Aynı dönemlerde avrupa’da akıl hastalarının “içlerinde şeytan var” denilerek yakılırken, Osmanlıda ruhsal ve zihinsel engelliler müzik ve suyla tedavi edilmekteydi.
Osmanlı döneminde sadece ruhsal ve zihinsel engellilerin tedavi edildiği yerlere “Bimarhane” denilmekteydi.
Bimarhane kelimesinin zaman içerisinde anlam kayması sonucu “tımarhane” gibi sadece akıl hastanelerinin tedavi edildiği yer anlamına geldiği kabul edilmektedir.
Osmanlı döneminin ünlü Bimarhaneleri:
İmparatorluğun en parlak devrinde Mimar Sinan tarafından İstanbul’da inşa edilen, bugüne sağlam durumda ulaşan Haseki Hastanesi (1538–1550), Süleymaniye Külliyesi’ndeki şifahane ile tıp medresesi (1550–1557) ve Atik Valide Hastanesi (1583–1587) her türlü hastanın yanı sıra akıl hastalarının da tedavi edildiği ünlü Osmanlı hastaneleridir.

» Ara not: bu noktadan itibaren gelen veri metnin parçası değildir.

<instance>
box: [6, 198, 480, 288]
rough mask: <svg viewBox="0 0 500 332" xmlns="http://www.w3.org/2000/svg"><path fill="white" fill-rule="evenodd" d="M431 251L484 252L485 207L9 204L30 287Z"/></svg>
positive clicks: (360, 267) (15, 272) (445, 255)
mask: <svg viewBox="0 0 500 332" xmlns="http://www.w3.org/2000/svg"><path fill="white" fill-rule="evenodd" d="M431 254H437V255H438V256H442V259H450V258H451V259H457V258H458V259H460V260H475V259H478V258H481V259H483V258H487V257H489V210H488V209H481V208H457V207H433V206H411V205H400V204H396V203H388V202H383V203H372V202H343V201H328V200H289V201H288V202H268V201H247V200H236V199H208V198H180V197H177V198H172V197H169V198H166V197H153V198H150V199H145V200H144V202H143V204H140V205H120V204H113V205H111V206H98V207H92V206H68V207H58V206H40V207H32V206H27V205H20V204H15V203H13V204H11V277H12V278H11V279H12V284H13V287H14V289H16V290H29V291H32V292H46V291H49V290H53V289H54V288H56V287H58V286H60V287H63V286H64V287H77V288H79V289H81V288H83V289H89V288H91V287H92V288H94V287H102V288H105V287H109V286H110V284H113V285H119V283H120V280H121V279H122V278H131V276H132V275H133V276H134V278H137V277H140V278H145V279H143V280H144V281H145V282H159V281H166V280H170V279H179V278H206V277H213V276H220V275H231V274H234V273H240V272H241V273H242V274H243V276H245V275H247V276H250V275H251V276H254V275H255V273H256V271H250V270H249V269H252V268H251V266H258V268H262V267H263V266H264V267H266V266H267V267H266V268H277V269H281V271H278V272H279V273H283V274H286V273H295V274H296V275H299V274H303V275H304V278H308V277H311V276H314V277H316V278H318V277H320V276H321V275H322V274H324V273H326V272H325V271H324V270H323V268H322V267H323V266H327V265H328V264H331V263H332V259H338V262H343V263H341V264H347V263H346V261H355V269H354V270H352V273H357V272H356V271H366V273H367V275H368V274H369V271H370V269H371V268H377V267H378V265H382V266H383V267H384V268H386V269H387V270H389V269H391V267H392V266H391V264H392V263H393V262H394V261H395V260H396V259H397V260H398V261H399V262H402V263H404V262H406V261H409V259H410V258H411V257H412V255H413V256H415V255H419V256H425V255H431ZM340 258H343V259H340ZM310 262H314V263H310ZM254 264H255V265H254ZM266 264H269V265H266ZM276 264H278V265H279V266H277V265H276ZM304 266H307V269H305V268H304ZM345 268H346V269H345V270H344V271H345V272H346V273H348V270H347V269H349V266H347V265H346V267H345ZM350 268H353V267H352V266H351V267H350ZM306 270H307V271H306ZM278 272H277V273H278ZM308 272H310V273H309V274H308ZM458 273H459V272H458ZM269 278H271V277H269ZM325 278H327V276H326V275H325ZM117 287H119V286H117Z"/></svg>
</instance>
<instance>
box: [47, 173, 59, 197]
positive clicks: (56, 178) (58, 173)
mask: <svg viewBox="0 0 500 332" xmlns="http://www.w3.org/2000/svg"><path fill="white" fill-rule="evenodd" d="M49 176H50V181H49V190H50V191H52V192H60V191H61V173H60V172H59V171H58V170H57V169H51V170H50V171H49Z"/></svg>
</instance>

Edirne’deki II. Bayezid Darüşşifası, gerek ilk defa az personelle yüksek randıman almayı amaçlayan merkezi sistemi ve gerekse o döneme göre çok ileri hatta XVIII-XIX. yüzyıllardaki hastane yapılarına ışık tutacak kadar mükemmel hastanelerden biridir.
Sonuç
Dönem itibariyle Osmanlı ve Avrupa dönemi incelendiğinde gerek bedensel engelliler gerekse ruhsal, zihinsel engellilerin tedavisi, topluma uyumu, ekonomik açıdan desteklenmesi açısından Osmanlı döneminin Avrupa’ya nazaran çok daha ilerde olduğu görülmektedir. Özellikle ojenik akımlar göz önüne alındığında (b.k.z
Tarihsel süreçte sakat ayrımcılığı bu durum çok daha bariz kendisini gösteriyor.
Bugünün Avrupa sı ve Türkiye si karşılaştırdığında engellilere yaklaşımda (ne yazık ki) Tarihsel süreçle ters orantıda bir işleyiş olduğu görülmektedir.
Buda sosyolojik açıdan üzerinde önemli durulması gerekli bir durumdur.